No son was ever spoiled by his mother more than I was
I think we all understand why Mother’s Day is important.
Mothers go through incredible sacrifices for their children from the time they are conceived until long after they are out of the house.
I know one major league baseball player who wishes his mom would have been in the clubhouse last week when he went to make himself a sandwich.
San Francisco pitcher Matt Cain was trying to cut his ham and cheese sandwich into “fancy triangles” when he dropped the knife. When he went to catch the falling knife, he cut his finger and had to be placed on the injured reserve list.
I know if Cain’s mother had been in the clubhouse, he would be fine. She obviously made him a lot of sandwiches. After all, any grown man that still eats a sandwich cut into little triangles must have had a great mother.
I know every time I go to fix a meal for my boys, I hate the fact that their mother spoils them rotten. Listening to Blake and Dawit order a simple breakfast before church can bring back memories of Meg Ryan ordering a salad in “When Harry Met Sally.”
But I have little room to talk. No son was ever spoiled by his mother more than I was.
I remember being 16 and going on a trip with our church youth group to an amusement park. We were good kids but we liked to have a little fun, too. After we convinced one young lady that she was going to be fired because we were with park quality control, we moved on to bigger game. (We did let her off the hook and thankfully, she thought it was funny.)
After the human relations humor, we went on to more fun and games – literally.

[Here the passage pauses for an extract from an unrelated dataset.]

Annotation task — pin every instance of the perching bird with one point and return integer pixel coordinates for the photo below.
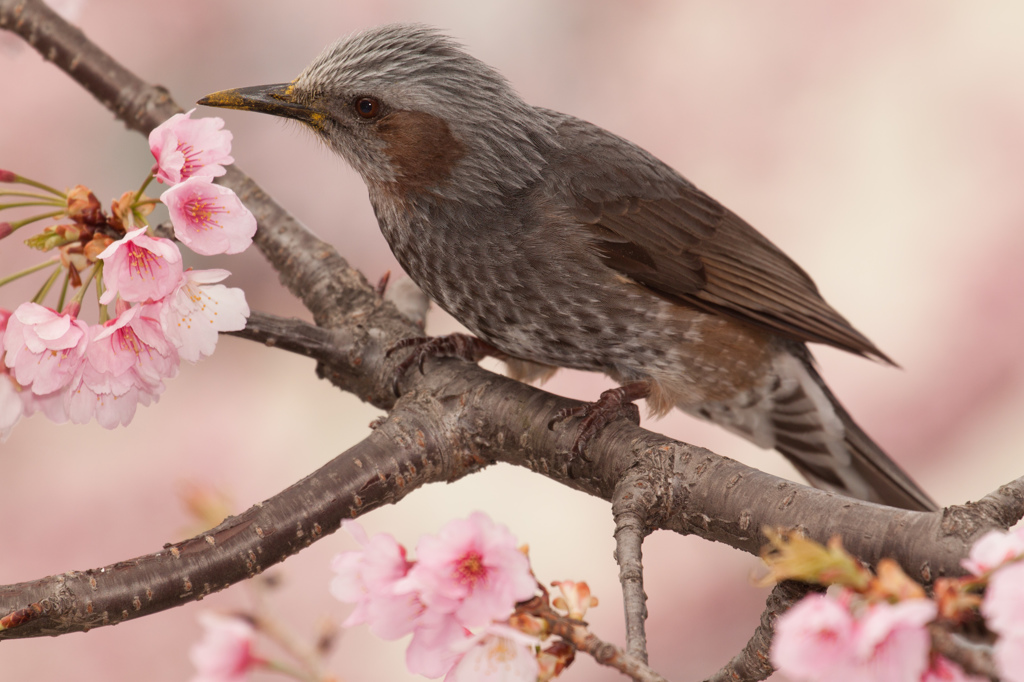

There was this great game that you used a hammer to catapult a floppy rubber frog into floating lily pads to win prizes. Not surprisingly to anyone who has ever watched my competitive fire burn at carnivals and amusement parks, I won.
But instead of a stuffed prize like everyone else won, I began to negotiate a better deal. I wanted a rubber frog of my own. I tried to bet the attendant that I could make two, three, even five in a row to win a worthless prize but they swore they couldn’t relinquish one of the game pieces.
We finally reached an agreement where is I won again, I received one of the worn out frogs. Needless to say, I left that day with a ripped up rubber frog in my pocket.
I was proud of that frog. Of course, it was representative of the spoils of victory. But it was also unattainable for anyone unwilling to negotiate with a game attendant to the point of exasperation.
So when I got home, I did surgery on the frog. I took plastic worms from my fishing tackle box and melted them into the rips, tears and holes the frog had gained as battle scars over the summer.
Then, I found myself needing my mother. Mom can sew. I don’t mean reattach a button. She can take a piece of fabric and make clothes. So I gave her a challenge. I wanted clothes for my frog.
It was like making doll clothes, but for an ironic symbol of frivolity that would hang from the rearview mirror of my dark green (almost frog-colored) 1978 Plymouth Fury.
Being a mother, she didn’t laugh at me and tell me to get out of her kitchen. She sat down at the sewing machine and made a lovely Hawaiian shirt and short combo for the frog.
It was a great moment.
Another ironic part of my relationship with my mother is that she had to type all of my papers through college. I took typing one summer but it didn’t take. At the time, computers weren’t a big part of life. So knowing how to type meant you had to do your own work.
Mom typed fast and mistake free. I did not. So I can’t count the number of times she took page after page of chicken scratch and made it look great.
As a guy who writes about 25,000 words per month for publication using the amazing claw technique with two fingers and a thumb from each hand, thinking that my mother had to put up with that throughout high school and college is a little embarrassing.
But that is what good mothers do. They connect the dots and fill in the gaps to make everything better for everyone in their lives.
That’s why you better do something for your mother before Sunday. She deserves it.